The Thunder should add a starter at the trade deadline
The Thunder’s offense is no different bad. It ranks eighth in the NBA. It’s not quite as versatile as Oklahoma City prefers. The basic premise, aside from turning all those turnovers into fast break points, is to use Shai Gilgeous-Alexander’s rim gravity to suck defenses into the paint and then get the ball outside for wide-open threes. Only three teams take more wide-open 3-pointers per game than the Thunder, and Oklahoma City ranks ninth in total 3-point attempts.
The Cavaliers have shown some danger in this approach for the Thunder. Gilgeous-Alexander was outstanding, scoring 31 points on 13-of-27 shooting. Jalen Williams was similarly productive, adding 25 points of his own. But Mobley and Allen took the paint off the walls like they usually do, and Cleveland was determined to limit Oklahoma City’s 3-point range.
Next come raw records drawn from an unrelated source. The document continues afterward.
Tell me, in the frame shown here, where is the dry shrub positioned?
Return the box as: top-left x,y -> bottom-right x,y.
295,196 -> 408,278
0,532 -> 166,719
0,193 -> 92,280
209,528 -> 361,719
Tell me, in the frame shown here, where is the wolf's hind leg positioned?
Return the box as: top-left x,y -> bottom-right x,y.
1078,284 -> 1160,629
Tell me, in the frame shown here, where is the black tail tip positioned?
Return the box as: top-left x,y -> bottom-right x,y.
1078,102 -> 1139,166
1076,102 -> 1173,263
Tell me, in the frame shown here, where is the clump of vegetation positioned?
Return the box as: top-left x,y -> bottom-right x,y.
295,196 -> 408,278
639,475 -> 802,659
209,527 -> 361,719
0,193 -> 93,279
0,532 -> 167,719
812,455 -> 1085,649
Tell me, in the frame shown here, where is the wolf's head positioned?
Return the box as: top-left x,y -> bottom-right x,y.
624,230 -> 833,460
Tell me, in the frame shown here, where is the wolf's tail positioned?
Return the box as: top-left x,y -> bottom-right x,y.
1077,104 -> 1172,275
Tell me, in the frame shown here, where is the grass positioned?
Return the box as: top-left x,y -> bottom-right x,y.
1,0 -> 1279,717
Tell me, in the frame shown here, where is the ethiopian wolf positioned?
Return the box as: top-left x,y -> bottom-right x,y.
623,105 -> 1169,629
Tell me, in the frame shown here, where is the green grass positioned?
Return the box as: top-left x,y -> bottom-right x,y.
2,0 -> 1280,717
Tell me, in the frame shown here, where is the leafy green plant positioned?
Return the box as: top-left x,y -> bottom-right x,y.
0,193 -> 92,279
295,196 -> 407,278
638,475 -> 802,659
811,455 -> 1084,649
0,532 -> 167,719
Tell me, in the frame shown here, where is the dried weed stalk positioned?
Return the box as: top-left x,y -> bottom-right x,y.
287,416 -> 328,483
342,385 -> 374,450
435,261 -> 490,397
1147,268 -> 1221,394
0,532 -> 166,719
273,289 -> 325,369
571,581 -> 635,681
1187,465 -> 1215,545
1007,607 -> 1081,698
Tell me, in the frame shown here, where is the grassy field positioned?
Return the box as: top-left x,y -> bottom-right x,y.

The Thunder had just 31 seconds in this game, down from their season average of 38.6. With those high-value threes off the board, the Thunder relied heavily on Gilgeous-Alexander and Williams’ difficult and intermediate shooting. They did, hitting 10 of 14 mid-range shots and 12 of 21 on the float, but their overall shooting quality was nowhere near what Cleveland was getting on corner shots and at the basket.
This isn’t the first big game in which the Thunder have struggled to generate easier shots against elite opponents. Their last two NBA Cup games, against the Bucks and Rows, also come to mind. It’s a symptom of putting too much moral burden on players. Cleveland relies heavily on a trio of creators in Mitchell, Garland and Mobley, but almost everyone they use is able to find their own shots in at least some way. The Thunder have a lot of players who live off of what Gilgeous-Alexander and Williams can do for them.
This is a solvable problem, especially when Holmgren returns. But with the trade deadline about a month away, the Thunder should look to address him. They have all the draft capital and mid-range payroll they need to improve. Whether it’s taking a swing at another high-end shooter like Cam Johnson or perhaps another ball handler like Collin Sexton, the Thunder’s offense just needs one final jolt to keep up with its dominant defense.